Regarding capital structure, Novozymes will continue to favor a conservative balance sheet, reflected by a target for net interest-bearing debtThe market value of interest-bearing liabilities (financial liabilities) less the market value of cash at bank and in hand and other easily convertible interest-bearing current assets. of 0-1x EBITDAEarnings before interest, tax, depreciation and amortization.. This target was met in 2016.

Novozymes is party to a number of partnership contracts that can be terminated by the other party in the event of significant changes to the ownership or control of Novozymes. A few contracts contain provisions that restrict Novozymes' licenses to use specific forms of technology in such situations.


Henrik Gürtler

Chairman of the Board of Directors

Novozymes A/S

Changes to the Board of Directors

After 17 years as Chairman of Novozymes’ Board of Directors, Mr. Henrik Gürtler has decided to not seek re-election to the Board at the Annual Shareholders' Meeting on February 22, 2017. The Board proposes the election of Mr. Jørgen Buhl Rasmussen as Chairman of the Board. Mr. Rasmussen has been a member of the Board since 2011 and Vice Chairman for the past year. The Board proposes Mr. Rasmussen as the new Chairman because of his in-depth knowledge of Novozymes, significant experience of leading global companies, and particular insight into businesses in emerging markets and consumer industries, most recently as the CEO of Carlsberg A/S.

The Board is proposing the election of Ms. Agnete Raaschou-Nielsen as Vice Chairman. Ms. Raaschou-Nielsen has also been a member of the Board since 2011. From 2014 to 2016 Ms. Raaschou-Nielsen was also Vice Chairman of the Board, and since 2011 she has been a member of the Audit Committee. Ms. Raaschou-Nielsen has extensive experience in strategic leadership, acquisition and divestment of companies as well as macroeconomics and protection of intellectual property rights.

In addition to the changes to the Chairmanship, the Board is proposing the election of two new members, Ms. Kim Stratton and Mr. Kasim Kutay.

Ms. Stratton is a member of the executive management of Shire, a global biotech company, where she is responsible for all commercial activities outside the US. The Board is proposing to elect Ms. Stratton because of her extensive international experience in technology companies that have created high growth with impressive earnings based on long-term investments in innovation. She has notable leadership experience from various commercial entities and has led organizations in both Switzerland, the US and the UK. The Board expects Ms. Stratton’s experience and global commercial perspective will strengthen Novozymes’ strategic agenda. Ms. Stratton is 54 years old and an Australian citizen.

Mr. Kutay is the CEO of Novo A/S, the main shareholder in Novozymes. Mr. Kutay has more than 25 years’ experience within the life science industry and banking, and brings notable international experience. The Board expects Mr. Kutay to strengthen the Board’s strategic and financial understanding when entering into partnerships and acquiring and divesting businesses. Mr. Kutay is 51 years old and a British citizen.

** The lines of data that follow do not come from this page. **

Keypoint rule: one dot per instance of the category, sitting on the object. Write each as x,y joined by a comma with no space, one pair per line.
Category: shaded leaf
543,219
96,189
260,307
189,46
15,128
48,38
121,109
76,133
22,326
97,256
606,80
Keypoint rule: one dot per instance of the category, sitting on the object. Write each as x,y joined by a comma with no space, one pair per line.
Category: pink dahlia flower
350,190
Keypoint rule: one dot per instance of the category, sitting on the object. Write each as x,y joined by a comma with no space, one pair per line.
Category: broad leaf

Innovation Campus ground breaking

On Nov. 8, 2016, Novozymes' CEO, Peder Holk Nielsen, and Lynby-Taarbæk Mayor, Sofia Osmani, broke ground at the company's new Innovation Campus in Lyngby, Denmark.

Tax strategy

Novozymes’ overall tax strategy and transfer-pricing policy support a positive tax contribution to society and governments in the countries in which Novozymes operates. Novozymes continuously works to fulfill its tax obligations in the countries where it operates. We seek to obtain a competitive tax level in a fair and responsible way, and with full regard to national and international laws and regulations. Besides taxes, our economic contributions include duties, VAT, employee taxes, employee pension and benefit programs, procurement from local vendors and job creation.

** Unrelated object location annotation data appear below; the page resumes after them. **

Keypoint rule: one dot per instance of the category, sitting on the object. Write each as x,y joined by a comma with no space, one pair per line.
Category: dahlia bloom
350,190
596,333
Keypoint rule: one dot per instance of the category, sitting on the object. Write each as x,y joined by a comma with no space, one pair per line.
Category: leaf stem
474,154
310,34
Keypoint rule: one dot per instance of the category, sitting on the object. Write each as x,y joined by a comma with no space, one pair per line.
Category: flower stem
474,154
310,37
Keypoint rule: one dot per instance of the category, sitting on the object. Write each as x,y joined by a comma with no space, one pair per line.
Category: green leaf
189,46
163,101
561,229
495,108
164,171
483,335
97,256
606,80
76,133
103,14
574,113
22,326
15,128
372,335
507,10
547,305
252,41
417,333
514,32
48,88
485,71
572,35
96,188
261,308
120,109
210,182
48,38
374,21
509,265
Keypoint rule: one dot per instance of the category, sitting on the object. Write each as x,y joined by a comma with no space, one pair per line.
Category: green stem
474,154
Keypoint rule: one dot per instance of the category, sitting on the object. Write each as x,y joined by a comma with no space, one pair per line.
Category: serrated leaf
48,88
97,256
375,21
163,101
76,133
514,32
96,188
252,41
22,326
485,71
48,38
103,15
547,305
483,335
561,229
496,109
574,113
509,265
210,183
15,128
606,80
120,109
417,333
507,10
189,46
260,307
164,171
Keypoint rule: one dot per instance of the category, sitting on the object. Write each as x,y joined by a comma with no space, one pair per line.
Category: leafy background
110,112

In 2016, Novozymes incurred corporate income taxes, and other taxes and duties that came to approximately DKK 1,425 million. In addition, Novozymes collected and withheld tax contributions on dividends and wages totaling approximately DKK 1,300 million. Novozymes’ total tax contribution therefore amounted to approximately DKK 2,725 million, compared with approximately DKK 2,700 million in 2015.